What is RPO (Recovery Point Objective)?

RPO stands for Recovery Point Objective – the maximum time window during which data may be lost in an incident, without unacceptable impact on the organisation.

How much data can you afford to lose at most in a crash or cyber attack?


🕒 Example

If you have an RPO of 15 minutes for a production environment, this means that you:

  • Take backups or replicate regularly (at least every 15 minutes)
  • In the event of an incident, may lose only the last 15 minutes of data at most
  • Consider any greater loss to be unacceptable

📊 RPO vs.
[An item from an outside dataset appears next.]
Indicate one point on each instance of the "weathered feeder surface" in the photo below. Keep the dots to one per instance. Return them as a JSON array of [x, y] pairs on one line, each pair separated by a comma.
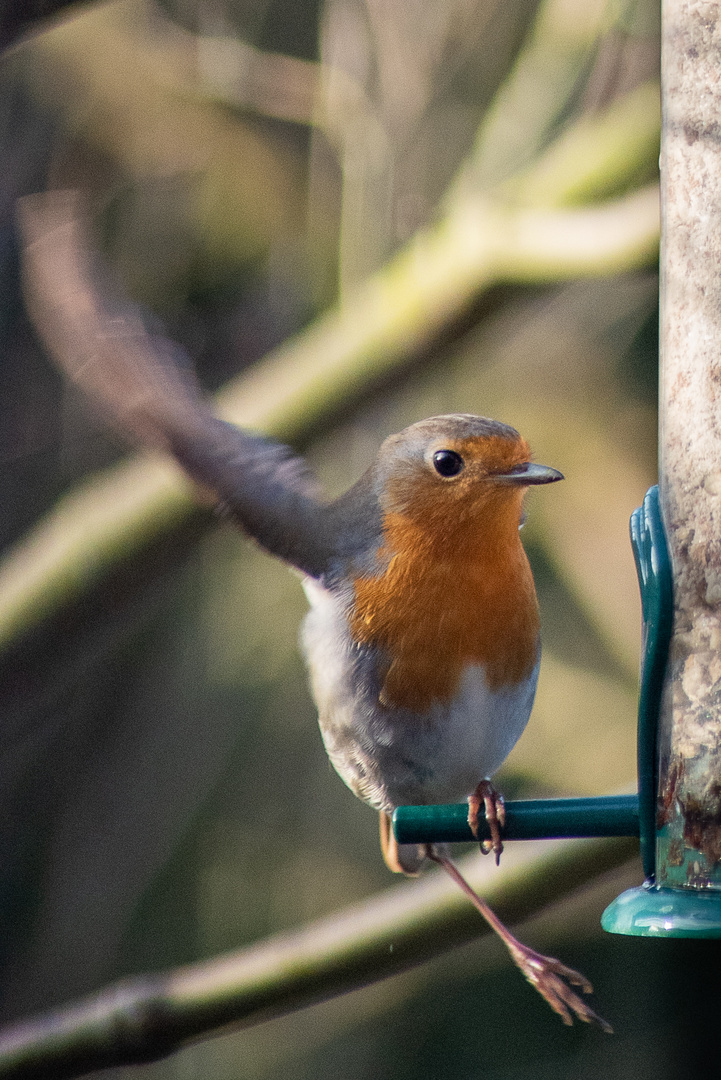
[[689, 846]]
RTO vs. backup frequency

Term Description
RPO Recovery Point Objective – the maximum amount of recent data you can afford to lose
RTO Recovery Time Objective – how quickly your systems must be back up
Backup frequency Must align with the RPO: the more often you back up, the less data you lose

🏭 Specifically in OT environments

In industrial networks, the RPO is often critical for process monitoring:

  • Historical data from sensors or SCADA is often unrecoverable once lost
  • An RPO of 0 minutes requires real-time replication or high-availability solutions
  • For HMI configurations or PLC backups, you don’t want to lose any change

Examples:

  • An RPO of 0 minutes for operator settings in a batch process
  • An RPO of 5 minutes for alarm logs
  • An RPO of 30 minutes for reporting environments

📌 In summary

The RPO determines how far back in time you can recover data after an incident. The lower the RPO, the less data you lose – but the higher the demands on your Backup and Disaster Recovery architecture.